In a paradoxical turn of events, the National Executive Committee of the ANC came out in support of the Bill, albeit indirectly, by calling for the introduction of lifestyle audits. It is not clear if the NEC is aware that the instrument that would enable such audits is the FICA Amendment Bill. However, more interesting and reassuring is the fact that the ANC caucus in parliament has asserted that it will not make uninformed amendments but would rather send the Bill to the Constitutional Court for a determination.

The call for lifestyle audits has been made before, notably by the then COSATU General Secretary, Zwelinzima Vavi, and the revival of this idea amid allegations of state capture and public sector corruption is a welcome development.

Criticism of the Bill from the PPF, ANCYL and the Mkhonto Military Veterans Association should be dismissed outright as it does not advance the national interest. Such criticism emanates from quarters of our society who fear that giving more powers to the FIC will make it difficult for them to continue engaging in activities that run counter to the objectives espoused in the Bill and Constitution.

What they could have raised more legitimately is how the FIC will exercise its powers. This fear is not without foundation in a country like South Africa given our recent history with the Hawks and the National Prosecuting Authority. Since the Mbeki era, and more so under the Zuma administration, South Africa has witnessed a disturbing trend towards the use of state institutions to fight the ANC’s factional battles. One can only hope that the FIC will be spared such abuse for the good of our young democracy and institutions.

The FICA Bill is a welcome development in South Africa. There is no doubt that the enhanced powers of the FIC will help combat corruption, money laundering, state capture and terrorism. The Centre’s investigations into SARS’ second-in-command reflects the important role that institutions established under our constitution should play in enhancing good governance and combating the abuse of authority and corruption.

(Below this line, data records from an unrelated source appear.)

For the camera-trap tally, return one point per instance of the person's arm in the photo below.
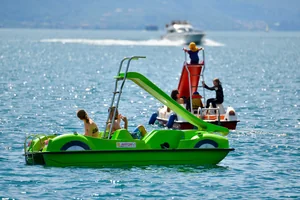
(206, 87)
(86, 129)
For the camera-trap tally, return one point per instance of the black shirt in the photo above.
(219, 92)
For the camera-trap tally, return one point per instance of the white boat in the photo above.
(183, 31)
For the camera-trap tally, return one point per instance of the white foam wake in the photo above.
(109, 42)
(212, 43)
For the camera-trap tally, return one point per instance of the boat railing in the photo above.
(202, 112)
(118, 92)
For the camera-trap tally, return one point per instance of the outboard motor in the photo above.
(153, 118)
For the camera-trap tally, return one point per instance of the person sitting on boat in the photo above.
(90, 127)
(174, 95)
(219, 93)
(137, 133)
(193, 53)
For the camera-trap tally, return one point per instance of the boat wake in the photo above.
(109, 42)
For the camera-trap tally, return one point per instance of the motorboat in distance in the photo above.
(183, 31)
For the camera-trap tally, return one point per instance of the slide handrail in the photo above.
(119, 92)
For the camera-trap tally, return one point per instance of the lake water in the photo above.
(47, 75)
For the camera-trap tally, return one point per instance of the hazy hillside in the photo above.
(135, 14)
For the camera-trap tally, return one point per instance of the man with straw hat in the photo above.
(193, 52)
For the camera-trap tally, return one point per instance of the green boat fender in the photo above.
(164, 139)
(203, 139)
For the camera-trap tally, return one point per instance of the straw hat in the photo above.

It is unfortunate that President Zuma has decided to torpedoe this very important piece of legislation by sending it back to parliament. However, judging by the interest in the Bill by civil society and progressives within the ANC, it is just a matter of time before the President gets to sign the bill, regardless of his his own personal interest in the matter. The recent past has reflected that the future of South Africa’s democracy and stability lies in strong, independent institutions. Strengthening institutions such as the Financial Intelligence Centre will go a long way toward entrenching our young constitutional democracy. As South Africans take a much needed festive break, they can only hope that one of the main resolutions for the New Year would be the addition of the FICA Bill into the arsenal that strengthens our corruption fighting institutions.